Bob Herbert in today’s (11/23/10) NY Times reflects on the meaning of JFK’s candidacy, inaugural and presidency, as short as it was.
Herbert: “What Kennedy hoped to foster was a renewed sense of national purpose in which shared values were reinforced in an atmosphere of heightened civic participation and mutual sacrifice.”
As so many have pointed out over the years, we are currently engaged in fighting two wars that directly affect only a small percentage of US citizens—those doing the fighting--troops, support forces and commanders-- and their families, relatives and friends.

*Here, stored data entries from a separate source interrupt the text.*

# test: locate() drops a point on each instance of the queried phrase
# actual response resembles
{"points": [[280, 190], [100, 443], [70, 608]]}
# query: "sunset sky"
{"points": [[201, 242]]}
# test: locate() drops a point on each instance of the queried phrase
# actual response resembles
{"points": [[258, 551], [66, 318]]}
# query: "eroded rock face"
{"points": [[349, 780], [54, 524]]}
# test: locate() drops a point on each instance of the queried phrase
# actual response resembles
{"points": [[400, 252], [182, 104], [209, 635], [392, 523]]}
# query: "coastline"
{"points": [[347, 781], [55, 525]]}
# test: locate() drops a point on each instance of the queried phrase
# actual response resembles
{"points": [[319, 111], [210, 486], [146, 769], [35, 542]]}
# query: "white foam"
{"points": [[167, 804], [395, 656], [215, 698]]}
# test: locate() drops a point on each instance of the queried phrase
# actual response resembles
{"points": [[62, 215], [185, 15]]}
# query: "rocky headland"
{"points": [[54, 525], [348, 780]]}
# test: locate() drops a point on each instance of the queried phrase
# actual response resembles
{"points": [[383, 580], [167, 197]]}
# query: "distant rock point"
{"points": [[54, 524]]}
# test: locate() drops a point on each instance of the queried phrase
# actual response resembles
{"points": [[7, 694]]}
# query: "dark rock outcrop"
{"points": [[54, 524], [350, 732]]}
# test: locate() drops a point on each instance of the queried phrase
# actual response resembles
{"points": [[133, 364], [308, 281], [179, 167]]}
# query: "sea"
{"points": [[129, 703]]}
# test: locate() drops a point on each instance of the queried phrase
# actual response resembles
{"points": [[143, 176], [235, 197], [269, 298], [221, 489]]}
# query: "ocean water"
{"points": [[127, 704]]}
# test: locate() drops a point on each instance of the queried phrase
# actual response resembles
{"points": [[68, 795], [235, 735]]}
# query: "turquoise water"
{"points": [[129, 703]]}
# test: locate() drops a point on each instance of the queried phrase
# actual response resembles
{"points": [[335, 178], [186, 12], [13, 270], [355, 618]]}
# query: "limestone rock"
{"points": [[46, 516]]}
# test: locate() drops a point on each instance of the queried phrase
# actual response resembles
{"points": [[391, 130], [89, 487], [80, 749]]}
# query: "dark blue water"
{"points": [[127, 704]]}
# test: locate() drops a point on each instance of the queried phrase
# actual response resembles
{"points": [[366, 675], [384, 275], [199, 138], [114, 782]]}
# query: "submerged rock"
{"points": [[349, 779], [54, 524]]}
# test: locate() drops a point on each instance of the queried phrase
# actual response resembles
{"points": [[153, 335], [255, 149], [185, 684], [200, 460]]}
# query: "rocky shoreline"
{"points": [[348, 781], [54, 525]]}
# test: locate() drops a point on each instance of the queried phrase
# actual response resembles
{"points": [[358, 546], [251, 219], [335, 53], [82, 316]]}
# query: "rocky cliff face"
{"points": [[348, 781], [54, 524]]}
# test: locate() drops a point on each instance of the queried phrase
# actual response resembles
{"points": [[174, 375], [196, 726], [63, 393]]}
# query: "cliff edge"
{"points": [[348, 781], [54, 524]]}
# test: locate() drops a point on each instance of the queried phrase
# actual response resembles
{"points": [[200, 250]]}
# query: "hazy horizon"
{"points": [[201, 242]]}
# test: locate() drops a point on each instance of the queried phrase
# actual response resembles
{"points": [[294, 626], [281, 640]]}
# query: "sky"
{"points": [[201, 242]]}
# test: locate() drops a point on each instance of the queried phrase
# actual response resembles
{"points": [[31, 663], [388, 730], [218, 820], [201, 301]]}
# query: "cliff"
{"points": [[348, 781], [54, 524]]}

Nobody has asked us to do much of anything to support these troops. They were hardly mentioned during the 2010 mid-term elections. No controversy?

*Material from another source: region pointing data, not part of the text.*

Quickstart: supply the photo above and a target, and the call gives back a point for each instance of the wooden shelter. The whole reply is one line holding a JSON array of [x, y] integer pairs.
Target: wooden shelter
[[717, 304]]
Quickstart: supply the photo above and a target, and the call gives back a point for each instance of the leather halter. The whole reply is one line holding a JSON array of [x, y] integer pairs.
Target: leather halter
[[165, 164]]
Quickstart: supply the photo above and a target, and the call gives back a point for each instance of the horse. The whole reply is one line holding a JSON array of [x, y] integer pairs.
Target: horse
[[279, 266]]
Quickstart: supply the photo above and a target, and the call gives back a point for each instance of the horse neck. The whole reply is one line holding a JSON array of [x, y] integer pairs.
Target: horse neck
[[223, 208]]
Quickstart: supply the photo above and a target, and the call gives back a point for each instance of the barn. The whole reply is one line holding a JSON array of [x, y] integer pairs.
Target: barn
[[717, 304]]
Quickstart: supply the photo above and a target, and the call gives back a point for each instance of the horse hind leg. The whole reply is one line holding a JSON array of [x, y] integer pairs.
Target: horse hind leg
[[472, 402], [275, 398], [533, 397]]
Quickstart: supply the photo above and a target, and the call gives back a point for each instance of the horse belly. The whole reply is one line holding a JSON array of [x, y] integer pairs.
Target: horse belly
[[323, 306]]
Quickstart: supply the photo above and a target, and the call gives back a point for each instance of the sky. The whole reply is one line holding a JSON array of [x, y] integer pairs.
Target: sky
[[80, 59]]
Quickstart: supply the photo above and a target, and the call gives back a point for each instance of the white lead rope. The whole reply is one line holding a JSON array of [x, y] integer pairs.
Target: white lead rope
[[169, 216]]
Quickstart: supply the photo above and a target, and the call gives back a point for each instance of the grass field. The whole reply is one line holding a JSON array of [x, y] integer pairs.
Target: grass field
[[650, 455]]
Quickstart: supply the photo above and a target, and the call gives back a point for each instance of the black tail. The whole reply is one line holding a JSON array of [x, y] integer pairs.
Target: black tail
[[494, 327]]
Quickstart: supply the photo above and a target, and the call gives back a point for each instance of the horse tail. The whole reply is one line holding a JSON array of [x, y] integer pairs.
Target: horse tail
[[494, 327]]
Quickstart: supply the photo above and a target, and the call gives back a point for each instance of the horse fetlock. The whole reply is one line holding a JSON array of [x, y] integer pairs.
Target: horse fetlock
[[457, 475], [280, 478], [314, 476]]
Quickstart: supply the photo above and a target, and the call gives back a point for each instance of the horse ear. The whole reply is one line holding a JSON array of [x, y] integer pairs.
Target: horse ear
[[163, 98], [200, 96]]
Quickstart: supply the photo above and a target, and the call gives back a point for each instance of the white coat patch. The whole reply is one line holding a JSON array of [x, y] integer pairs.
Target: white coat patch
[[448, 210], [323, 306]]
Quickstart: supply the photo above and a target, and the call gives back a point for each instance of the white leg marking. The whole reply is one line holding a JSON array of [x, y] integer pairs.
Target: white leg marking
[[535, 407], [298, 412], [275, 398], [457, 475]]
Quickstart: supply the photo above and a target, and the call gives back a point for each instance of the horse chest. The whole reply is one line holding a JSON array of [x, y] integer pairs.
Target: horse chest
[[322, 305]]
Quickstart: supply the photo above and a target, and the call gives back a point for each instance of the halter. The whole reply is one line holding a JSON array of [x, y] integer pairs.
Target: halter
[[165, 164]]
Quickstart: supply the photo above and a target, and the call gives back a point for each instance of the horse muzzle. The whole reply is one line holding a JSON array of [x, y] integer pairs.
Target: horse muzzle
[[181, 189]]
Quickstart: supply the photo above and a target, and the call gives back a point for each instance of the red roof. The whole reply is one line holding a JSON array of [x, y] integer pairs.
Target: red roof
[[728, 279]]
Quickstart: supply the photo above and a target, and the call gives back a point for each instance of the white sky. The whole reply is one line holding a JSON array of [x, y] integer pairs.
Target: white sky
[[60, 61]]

At this time of Thanksgiving I like to remember what my parents did during WWII:
1. Used ration stamps for food and gasoline
2. Flattened tin cans and contributed them
3. Conserved water, especially in the bathroom
4. Dug and cultivated Victory Gardens
In addition, my mother, Elizabeth Barell, knitted black watch caps for sailors on the deadly convoy runs from NYC (or Norfolk) to England and/or Russia. Remember these were convoys of cargo vessels carrying much-needed war supplies that were stalked by Nazi U-boat wolf packs. Thousands lost their lives in terrible explosions from torpedoes.
She donated blood on 26 January 1944 and 27 June 1945.
And, finally, like her father, she became what we might today call an air-raid warden, trained to spot enemy planes over her community, Hartsdale, NY. She became an “authorized member of the Air Defense Command Filter Center Staff” in White Plains, NY, not far from our home. This card was “Not Transferable,” which means, I guess, that she had special training that could not be passed on to my father or others.
Today, what have we been asked to do?
Former-President Bush said he thought we were sacrificing because we have to take off our shoes in the airports, and now we go through full body scans to reach our destinations.
President Obama hasn’t asked us to do anything in terms of “mutual sacrifice” that I can identify. We hardly ever hear about these wars.
The point, I think, is that we have men and women implementing our foreign policy in two distant countries where in one, Afghanistan, we’re spending upwards of 1.6 billion a week and we’re not paying for it.
Former Senator Alan Simpson (Co-Chair of President’s Debt Commission) said we’ve always paid for wars even back to the Revolutionary War with revenue enhancements, call them taxes. Today, we’re using other peoples’ monies.
What can we do? Follow the lead of Betty Barell and millions of others.
I leave specifics up to our imaginations.